Movimento musical  surgido no Brasil nos anos 60. É uma variação suave de rock, batizada no país de iê-iê-iê. As letras, românticas e descontraídas, são dirigidas ao público adolescente. A expressão começa a ser usada com a estréia do programa dominical de auditório Jovem Guarda, na TV Record, em 1965. Comandado por Roberto Carlos (1941-), Erasmo Carlos (1941-) e Wanderléa (1946-), apresenta ao público os principais artistas e grupos ligados ao movimento.
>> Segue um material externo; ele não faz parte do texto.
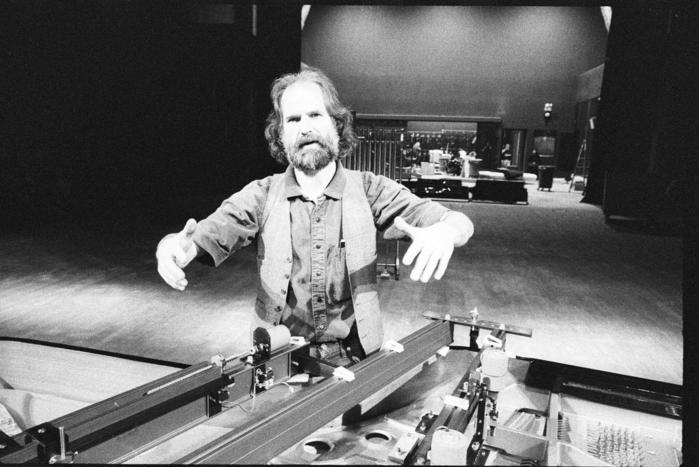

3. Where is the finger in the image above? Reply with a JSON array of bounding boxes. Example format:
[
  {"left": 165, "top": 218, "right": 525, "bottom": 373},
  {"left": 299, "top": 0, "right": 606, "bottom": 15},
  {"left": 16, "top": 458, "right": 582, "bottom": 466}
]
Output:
[
  {"left": 420, "top": 252, "right": 439, "bottom": 282},
  {"left": 158, "top": 260, "right": 185, "bottom": 287},
  {"left": 434, "top": 248, "right": 454, "bottom": 280},
  {"left": 403, "top": 242, "right": 422, "bottom": 266},
  {"left": 182, "top": 219, "right": 197, "bottom": 240},
  {"left": 174, "top": 243, "right": 189, "bottom": 268},
  {"left": 410, "top": 248, "right": 430, "bottom": 281},
  {"left": 393, "top": 216, "right": 419, "bottom": 239}
]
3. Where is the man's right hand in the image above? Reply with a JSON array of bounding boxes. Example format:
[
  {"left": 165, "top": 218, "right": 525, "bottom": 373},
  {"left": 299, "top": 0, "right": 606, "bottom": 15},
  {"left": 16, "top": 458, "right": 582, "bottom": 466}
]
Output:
[{"left": 155, "top": 219, "right": 198, "bottom": 290}]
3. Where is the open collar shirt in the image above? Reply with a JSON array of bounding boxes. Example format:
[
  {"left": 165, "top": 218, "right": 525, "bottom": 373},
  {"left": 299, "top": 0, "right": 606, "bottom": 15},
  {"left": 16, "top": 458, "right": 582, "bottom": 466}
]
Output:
[{"left": 194, "top": 163, "right": 448, "bottom": 343}]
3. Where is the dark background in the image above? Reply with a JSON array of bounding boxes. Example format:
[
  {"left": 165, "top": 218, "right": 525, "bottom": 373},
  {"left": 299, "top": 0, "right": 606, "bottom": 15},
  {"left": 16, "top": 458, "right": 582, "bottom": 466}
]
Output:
[
  {"left": 0, "top": 0, "right": 697, "bottom": 228},
  {"left": 301, "top": 5, "right": 607, "bottom": 132},
  {"left": 0, "top": 1, "right": 300, "bottom": 228}
]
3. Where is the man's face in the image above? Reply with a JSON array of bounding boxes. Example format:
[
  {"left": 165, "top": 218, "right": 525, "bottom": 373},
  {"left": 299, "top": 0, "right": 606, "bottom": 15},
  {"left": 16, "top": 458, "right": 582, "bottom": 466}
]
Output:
[{"left": 280, "top": 81, "right": 339, "bottom": 174}]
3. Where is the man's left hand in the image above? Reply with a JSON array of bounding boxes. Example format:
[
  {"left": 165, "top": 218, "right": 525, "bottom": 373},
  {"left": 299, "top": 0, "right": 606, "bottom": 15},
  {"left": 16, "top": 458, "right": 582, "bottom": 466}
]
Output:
[{"left": 394, "top": 217, "right": 459, "bottom": 282}]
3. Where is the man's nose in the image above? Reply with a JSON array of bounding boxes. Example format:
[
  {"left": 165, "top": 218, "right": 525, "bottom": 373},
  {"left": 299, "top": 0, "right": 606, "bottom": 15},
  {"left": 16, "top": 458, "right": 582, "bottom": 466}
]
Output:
[{"left": 299, "top": 117, "right": 313, "bottom": 135}]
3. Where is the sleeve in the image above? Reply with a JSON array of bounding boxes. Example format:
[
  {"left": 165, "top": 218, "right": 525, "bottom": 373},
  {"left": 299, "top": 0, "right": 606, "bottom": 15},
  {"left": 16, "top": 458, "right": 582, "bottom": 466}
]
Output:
[
  {"left": 193, "top": 177, "right": 271, "bottom": 266},
  {"left": 363, "top": 172, "right": 449, "bottom": 238}
]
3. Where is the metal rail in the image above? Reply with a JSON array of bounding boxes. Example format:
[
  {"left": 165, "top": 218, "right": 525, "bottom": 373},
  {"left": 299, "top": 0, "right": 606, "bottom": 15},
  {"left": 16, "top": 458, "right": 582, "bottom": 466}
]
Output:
[{"left": 176, "top": 321, "right": 452, "bottom": 464}]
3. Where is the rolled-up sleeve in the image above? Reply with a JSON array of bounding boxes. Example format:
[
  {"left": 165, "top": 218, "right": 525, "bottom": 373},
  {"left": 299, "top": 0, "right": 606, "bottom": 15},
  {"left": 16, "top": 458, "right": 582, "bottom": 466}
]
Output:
[
  {"left": 193, "top": 177, "right": 271, "bottom": 266},
  {"left": 363, "top": 172, "right": 449, "bottom": 238}
]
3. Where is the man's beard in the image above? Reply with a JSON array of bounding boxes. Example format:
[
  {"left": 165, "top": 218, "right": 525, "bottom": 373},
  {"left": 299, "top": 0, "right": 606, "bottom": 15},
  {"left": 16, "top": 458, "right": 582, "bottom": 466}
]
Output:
[{"left": 285, "top": 136, "right": 339, "bottom": 174}]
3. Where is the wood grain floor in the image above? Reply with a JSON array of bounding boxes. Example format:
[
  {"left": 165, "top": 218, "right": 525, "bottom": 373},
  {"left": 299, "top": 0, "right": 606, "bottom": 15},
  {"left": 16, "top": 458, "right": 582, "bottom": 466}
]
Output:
[{"left": 0, "top": 181, "right": 683, "bottom": 384}]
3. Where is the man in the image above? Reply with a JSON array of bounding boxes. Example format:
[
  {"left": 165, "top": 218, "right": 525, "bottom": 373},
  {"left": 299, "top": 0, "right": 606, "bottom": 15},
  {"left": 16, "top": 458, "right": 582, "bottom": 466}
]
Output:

O nome, segundo integrantes do grupo, surge em contraposição à “velha guarda”, usado para referir-se aos cantores que precederam a chegada do rock ao Brasil, nos anos 50. O programa alcança grande sucesso e impulsiona o lançamento de grifes de roupas e acessórios, como a Calhambeque, nome de um dos grandes sucessos da jovem Guarda, Tremendão e Ternurinha.
Entre os precursores do movimento estão cantores e compositores que, influenciados pelo rock norte-americano dos anos 50, tentam reproduzir o ritmo, com letras em português ou cantando no original. Destacam-se Ronnie Cord (1943-), consagrado com Rua Augusta, e Celly Campelo (1942-), com Estúpido Cupido e Banho de Lua. Além do trio central, outros expoentes da jovem guarda são Jerry Adriani (1947-), Wanderley Cardoso (1945-), Martinha (1948-), Ronnie Von (1944-), Silvinha (1951-), Eduardo Araújo (1942), e as bandas Renato e Seus Blue Caps, The Fevers e Os Incríveis. Entre os principais sucessos estão Festa de Arromba, Prova de Fogo, Garota Papo Firme, Parei na Contramão e É Proibido Fumar. Criticado por fazer músicas alienadas, desligadas da realidade social e política do país, o movimento perde popularidade no início da década seguinte, com o avanço do rock mais pesado. Nos anos 90, regravações da jovem guarda fazem sucesso entre os adolescentes.